Izamar Hernandez and Marimar Maldonado are sisters who rely on each other and on a child care center, so they can work to provide for their families.
"At the beginning of the pandemic, I couldn't go to work," said Maldonado. "It's stressful, because we had half the income we used to, paying rent. It was just frustrating, you know. When they (child care center) opened again, I was excited. I could go back to work."
"I have seen other parents that I know that don't find a place," said Hernandez. "Can't find it. Space is limited. ... It's a big struggle."
Both women said the pandemic shed light on this predicament.
"The cost of day care is very high in most places," said Maldonado.
"I had to leave my job for eight months," said Hernandez. "I was not providing."
Both said they feel lucky to have found a spot for their children at the Fuller Center in Boca Raton.
"I think that this pandemic has really brought this situation to light," said Ellyn Okrent, CEO of the nonprofit Fuller Center. "Child care is one of the essential functions of a good economy, and child care has not been looked as essential until now, and we are in a crisis."
She said the parents at the Fuller Center are the backbone of the community's economy, especially as South Floridians navigate their way out of a pandemic. Ninety percent of parents here are essential or front-line workers.
"How are we going to continue to be a vital community if the people running our local economy literally on the ground aren't able to be at work, to be efficient and effective because they don't have quality child care?" asked Okrent.
Her passion is expanding child care options for underserved families.
"I have been very active myself in communicating with our local legislators in letting them know just how important this particular issue is," said Okrent.
The Fuller Center offers discounted child care based on income.
"Child care has really been in crisis for years and years and years," said Okrent. "The cost of child care is exorbitant. The qualifications for the staff are very high. The pay for staff is very low."
According to a 2021 survey on care.com, 85% of parents said they are spending 10% or more of their household income on child care. The U.S. Department of Health and Human Services considers affordable care at no more than 7% of a household income.
"I hear stories about, like they pay a lot, like a thousand dollars a month for day care, but Fuller works with you," said mother Courtneye Shannon. "I think child care should be more affordable for working parents and parents trying to better themselves."
That same survey states 59% of families plan to spend more than $10,000 on child care this year alone.

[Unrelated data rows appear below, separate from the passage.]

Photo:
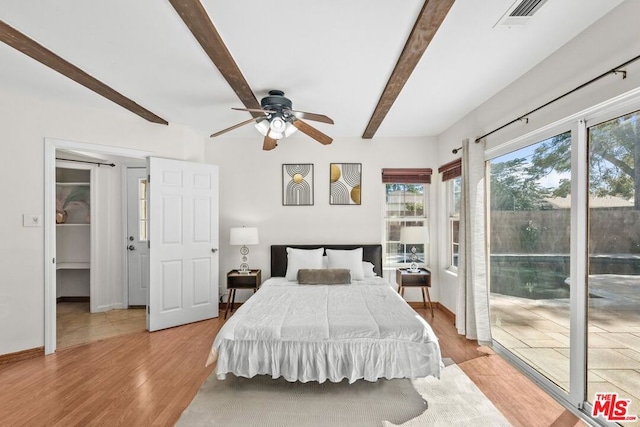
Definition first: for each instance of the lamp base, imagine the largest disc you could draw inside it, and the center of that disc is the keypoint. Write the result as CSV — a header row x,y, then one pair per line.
x,y
244,268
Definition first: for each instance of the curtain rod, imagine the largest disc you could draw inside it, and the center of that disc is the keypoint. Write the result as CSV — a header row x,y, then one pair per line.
x,y
614,70
86,161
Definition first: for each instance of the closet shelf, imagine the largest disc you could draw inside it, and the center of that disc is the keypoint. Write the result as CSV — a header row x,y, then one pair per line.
x,y
73,266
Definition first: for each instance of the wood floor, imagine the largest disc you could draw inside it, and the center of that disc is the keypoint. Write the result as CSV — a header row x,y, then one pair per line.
x,y
150,378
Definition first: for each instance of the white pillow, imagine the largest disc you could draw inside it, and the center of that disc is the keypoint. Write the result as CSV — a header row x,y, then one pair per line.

"Affordable child care is way out of hand," said Okrent. "Affordable child care is equal to a college tuition."
Accessibility is also an issue. Forty-six percent of families said finding care now is more difficult than pre-pandemic, according to care.com.
"I hear a lot of it," said Hernandez. "There's waiting lists in most day cares, because the space is not how it used to be now that we have COVID. They can't have an extra amount of kids in one classroom, so it's very difficult for, I'm pretty sure, mostly everybody."

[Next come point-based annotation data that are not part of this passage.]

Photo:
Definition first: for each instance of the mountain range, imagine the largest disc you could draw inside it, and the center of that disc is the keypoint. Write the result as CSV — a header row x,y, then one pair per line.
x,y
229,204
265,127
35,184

Okrent said if child care centers can't stay open and there aren't enough teachers and staff, the economy suffers. She believes parents must make an investment in their children now that will pay dividends later.
"People can't go to work," said Okrent. "People can't keep their offices open. Businesses can't function. … I believe that it needs to be acknowledged. I believe it needs to be valued. If we don't take care of our kids and we don't educate our kids, we in this country will not be able to keep up, and I believe that we are starting to see that now."